Charlotte could not repress a faint laugh. “Then, you
poor dear, between the three of us—”
“There
are not—” he began; and then broke off and put his hand to his forehead.
“Not
what?”
“I’m
sorry; I don’t believe I know what I’m saying. I’ve got a blinding headache.”
He looked wan and furrowed enough for the statement to be true, but she was
exasperated by his evasion.
“Ah, yes; the gray-envelope headache!”
She
saw the surprise in his eyes. “I’d forgotten how closely I’ve been watched,” he
said coldly. “If you’ll excuse me, I think I’ll go up and try an hour in the
dark, to see if I can get rid of this neuralgia.”
She
wavered; then she said, with desperate resolution: “I’m sorry your head aches.

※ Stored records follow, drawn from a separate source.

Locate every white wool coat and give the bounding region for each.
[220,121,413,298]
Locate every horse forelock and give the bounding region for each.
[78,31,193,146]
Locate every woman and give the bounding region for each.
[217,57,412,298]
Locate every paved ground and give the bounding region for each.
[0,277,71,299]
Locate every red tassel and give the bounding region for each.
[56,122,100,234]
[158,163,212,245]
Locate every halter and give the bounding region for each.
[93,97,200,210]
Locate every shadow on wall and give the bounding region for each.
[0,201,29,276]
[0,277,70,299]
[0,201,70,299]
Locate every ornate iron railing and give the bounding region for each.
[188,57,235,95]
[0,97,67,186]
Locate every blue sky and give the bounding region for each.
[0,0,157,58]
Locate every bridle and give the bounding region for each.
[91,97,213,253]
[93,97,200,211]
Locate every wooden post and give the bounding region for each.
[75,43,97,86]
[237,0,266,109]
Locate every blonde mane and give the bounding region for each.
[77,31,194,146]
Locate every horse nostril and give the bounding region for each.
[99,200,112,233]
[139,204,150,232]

But before you go I want to say that sooner or later this question must be
settled between us.
Someone
is trying to separate us, and I don’t care what it costs me to find out who it
is.” She looked him steadily in the eyes. “If it costs me your love, I don’t
care! If I can’t have your confidence I don’t want anything from you.”
He
still looked at her wistfully. “Give me time.”
“Time for what? It’s only a word to say.”

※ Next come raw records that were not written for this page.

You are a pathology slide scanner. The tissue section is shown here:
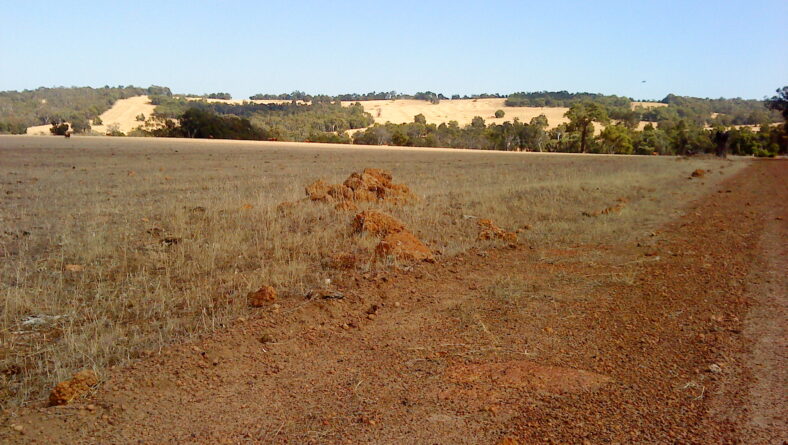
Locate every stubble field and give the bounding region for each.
[0,136,745,405]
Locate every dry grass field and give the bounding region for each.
[27,96,156,136]
[0,137,745,410]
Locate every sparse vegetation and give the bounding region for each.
[0,86,171,134]
[0,139,738,403]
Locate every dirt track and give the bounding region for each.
[0,161,788,444]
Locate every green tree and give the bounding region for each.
[564,102,610,153]
[599,125,634,155]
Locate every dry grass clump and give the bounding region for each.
[0,137,740,403]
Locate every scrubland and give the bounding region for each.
[0,137,745,404]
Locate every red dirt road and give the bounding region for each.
[0,161,788,444]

“Time to show you that you haven’t lost my love or my confidence.”
“Well,
I’m waiting.”
He
turned toward the door, and then glanced back hesitatingly. “Oh, do wait, my
love,” he said, and went out of the room.
She
heard his tired step on the stairs and the closing of his bedroom door above.
Then she dropped into a chair and buried her face in her folded arms. Her first
movement was one of compunction; she seemed to herself to have been hard,
unhuman, unimaginative . “Think of telling him that I
didn’t care if my insistence cost me his love! The lying
rubbish!” She started up to follow him and unsay the meaningless words.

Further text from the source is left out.